Joint Optimization of Dual Robot Arm Pick and Place
Revolutionizing Robot Manipulation: How Diffusion Models Unlock Seamless Bimanual Pick-and-Place in Cluttered Shelves
Imagine a warehouse robot staring at a jumbled shelf: it needs to grab a box lying flat on the table, flip it upright, and slide it neatly onto a high shelf — all without knocking anything over or dropping the item. Today’s robots often fail here. Single-arm systems hit kinematic limits; traditional planners get stuck in endless trial-and-error loops. But what if two robot arms could elegantly hand the object between them, optimizing every grasp and every joint movement together in one smart loop?
That’s exactly what our Final Year Project team at HKUST has built.
The Engineering Problem We’re Solving
In real-world pick-and-place tasks — warehousing, assembly lines, even smart homes — objects rarely line up perfectly for a single grasp-and-place motion. You need reorientation, which demands bimanual handovers: one arm picks, passes to the other, and the second places. Clutter, tight spaces, and precise final poses make this brutally hard. Classic methods separate grasp generation from motion planning, leading to collisions, jerky movements, or outright failures.
Our Breakthrough: A Collaborative Diffusion Framework
We created a unified collaborative optimization framework powered by diffusion models — the same AI tech behind stunning image generators, now driving real robot dexterity.
At its heart:
- GraspGen (a pretrained diffusion model we adapted for dual inputs) simultaneously proposes high-quality pick and placement grasps from point-cloud data in a single forward pass.
- A planning diffusion module injects smart guidance gradients during the denoising process, considering:
- Trajectory smoothness (minimizing wild joint swings)
- Collision avoidance with shelves, objects, and the other gripper
- Handover constraints (perfect region + orientation for safe transfer)
- Regrasp cost (ensuring grippers stay safely apart)
Everything happens in a gradient-guided loop: the models “think together” to refine grasp poses, handover poses, and motion plans *jointly*. No more decoupled guesswork.
We also trained a fast **MLP (Multi-Layer Perceptron)** to predict valid inverse-kinematics solutions in milliseconds, and built a full **sandbox simulator** with stunning 3D visualizations of entire trajectories.

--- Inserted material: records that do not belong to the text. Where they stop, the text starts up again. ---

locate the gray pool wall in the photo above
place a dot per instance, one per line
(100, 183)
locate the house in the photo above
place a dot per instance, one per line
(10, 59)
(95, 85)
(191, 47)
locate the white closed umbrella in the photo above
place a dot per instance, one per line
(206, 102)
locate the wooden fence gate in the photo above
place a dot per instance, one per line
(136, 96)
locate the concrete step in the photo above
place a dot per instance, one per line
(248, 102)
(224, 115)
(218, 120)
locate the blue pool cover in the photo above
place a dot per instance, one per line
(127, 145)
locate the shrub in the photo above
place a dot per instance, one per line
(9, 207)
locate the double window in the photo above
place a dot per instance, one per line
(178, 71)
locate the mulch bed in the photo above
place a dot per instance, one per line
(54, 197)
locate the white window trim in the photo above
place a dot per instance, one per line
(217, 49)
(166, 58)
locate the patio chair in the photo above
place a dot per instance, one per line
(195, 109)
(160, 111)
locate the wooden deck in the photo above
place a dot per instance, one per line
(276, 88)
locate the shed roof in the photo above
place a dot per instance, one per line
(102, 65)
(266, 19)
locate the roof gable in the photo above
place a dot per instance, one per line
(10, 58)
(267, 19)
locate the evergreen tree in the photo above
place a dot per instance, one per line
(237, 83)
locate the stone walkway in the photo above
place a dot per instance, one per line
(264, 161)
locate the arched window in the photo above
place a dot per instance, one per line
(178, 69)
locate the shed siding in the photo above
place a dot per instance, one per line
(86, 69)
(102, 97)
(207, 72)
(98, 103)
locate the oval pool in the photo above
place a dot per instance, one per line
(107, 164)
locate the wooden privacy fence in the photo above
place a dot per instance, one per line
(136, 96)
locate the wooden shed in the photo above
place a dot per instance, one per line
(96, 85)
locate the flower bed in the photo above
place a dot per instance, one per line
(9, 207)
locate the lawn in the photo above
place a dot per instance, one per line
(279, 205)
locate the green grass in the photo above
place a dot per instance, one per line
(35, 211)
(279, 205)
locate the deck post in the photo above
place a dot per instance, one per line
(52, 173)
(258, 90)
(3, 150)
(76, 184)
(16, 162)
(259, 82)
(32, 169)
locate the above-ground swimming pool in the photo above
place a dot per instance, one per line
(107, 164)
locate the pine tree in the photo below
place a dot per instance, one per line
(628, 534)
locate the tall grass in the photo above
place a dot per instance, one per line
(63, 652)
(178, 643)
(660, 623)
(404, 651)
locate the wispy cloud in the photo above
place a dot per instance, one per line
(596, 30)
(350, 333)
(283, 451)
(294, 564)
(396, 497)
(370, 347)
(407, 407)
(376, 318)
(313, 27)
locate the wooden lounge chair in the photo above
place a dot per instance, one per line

Inside the Magic (Without the Math Overload)
1. Noisy grasp proposals start the process.
2. GraspGen denoises them step-by-step.
3. In the final few steps, our planning module kicks in with differentiable cost gradients — smoothness pulls poses toward gentle joint paths, collision terms nudge away from obstacles, handover gradients lock the transfer zone.
4. The best collision-free, smooth pair is selected and executed in simulation (or on real UR arms with Orbbec cameras).
We even validated that simple joint-angle distance is an excellent (and lightning-fast) proxy for real smoothness.
Impressive Progress So Far
In just months we’ve delivered:
- Dual-grasp generation working flawlessly on diverse objects
- Differentiable smoothness, collision, handover, and regrasp costs fully integrated
- A 92.5% accurate neural IK solver (sub-millimeter precision)
- Visualization tools that let us watch robots “dance” through complex scenes
- Baselines showing clear wins in grasp confidence, success rate, and total motion cost
Our targets? ≥85% smooth collision-free trajectories in simulation and ≥80% real-world success (placement error <1 cm, orientation <5°). Early results are already beating decoupled baselines by double digits.
Why This Matters
This isn’t just another robotics paper. It’s a step toward robots that can truly collaborate like humans — passing objects smoothly, adapting to clutter, and handling the messy real world. Warehouses could rearrange shelves overnight. Factories could assemble complex products faster. Your future home assistant might finally hand you that coffee mug the right way up.
The Team Behind It
Led by YEUNG Wun Lam, QIN Zhengyan Lambo, and YU Yui Cheung under the guidance of Prof. TAN Ping, this project blends cutting-edge generative AI with classic robotics in a way that feels like the future arriving early.
We’re not done yet — real-world hardware tests and final polishing are underway — but the foundation is rock-solid.